- Born: Alan Jay Shalleck November 14, 1929 New York City, U.S.
- Died: February 5, 2006 (aged 76) Boynton Beach, Florida, U.S.
- Education: Syracuse University
- Occupations: Writer; producer;
- Notable work: Curious George
- Children: 2

= Alan Shalleck =

American writer and producer (1929–2006)

Alan Jay Shalleck (November 14, 1929 – February 5, 2006) was an American writer and producer for children's programming on television, most known for his work on later Curious George books and the 1980s television shorts.

==Background==
Alan Jay Shalleck was born in Manhattan, where he grew up on the Upper West Side. He studied drama at Syracuse University in Syracuse, New York where he became friends with actor Jerry Stiller.

==Career==
Shalleck first went to work in the mailroom for CBS in the 1950s, eventually becoming an associate producer on the children's television series Winky Dink and You. In the early sixties he moved to Montreal where he produced "Like Young", at CFCF-TV, a highly successful teen music/dance show that was eventually picked up and syndicated by Dick Clark Productions. Following his years at CBS, and CFCF-TV Shalleck was a producer at The Network for Continuing Medical Education and then formed his own production company (AJ Shalleck Productions) and produced a number of low-budget children's animated films and television episodes.

He was an associate director on the first version of the game show The Price Is Right and later I've Got a Secret.

In 1977, he approached Margret Rey about producing a television series based on Curious George, which led to the 1980 television show. Shalleck and Rey wrote more than 100 short episodes for the series. In addition, they collaborated on a number of children's books and audiobooks. (Some of these books list Rey as the author and Shalleck as the editor, while others reverse the credits.) He was paid $500 per story: "no royalties, no residuals."

In 1990, he began producing as videotape series for Classics Illustrated.

In his retirement, Shalleck lived in Florida and created the company "Reading By GRAMPS" and visited local elementary schools, bookstores, and other events to read books to children and promote literacy. However, he also experienced financial problems and was forced to supplement his income with part-time jobs, including working as a bookseller at a local Borders Books.

==Personal life==
Shalleck had two children from a marriage that ended in divorce. At the time of his death, he lived in an age-restricted community in Boynton Beach, Florida.

===Murder===
On the evening of February 5, 2006, Shalleck, 76, was the victim of a robbery/homicide at his residence.
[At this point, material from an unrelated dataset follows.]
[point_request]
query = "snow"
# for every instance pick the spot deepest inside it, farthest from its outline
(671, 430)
His killing occurred five days before the release of a Curious George feature film. His two killers were tracked down using Shalleck's phone records, and they confessed to the crime. Local media reported that the men had come to Shalleck's home after responding to a personal ad he placed in a gay magazine, and proceeded to beat and stab him to death, as well as ransack his home for valuables. They then hid his body outside the house, which was discovered by maintenance workers on February 7.

On October 19, 2007, one of his murderers, 31-year-old Rex Ditto, was sentenced to life in prison and is not eligible for parole. Ditto's co-defendant, Vincent Puglisi, was convicted of first-degree murder and robbery with a deadly weapon on June 24, 2008. He was sentenced in July 2008 to life in prison and is also not eligible for parole. Puglisi unsuccessfully appealed his conviction to the Supreme Court of Florida in 2013.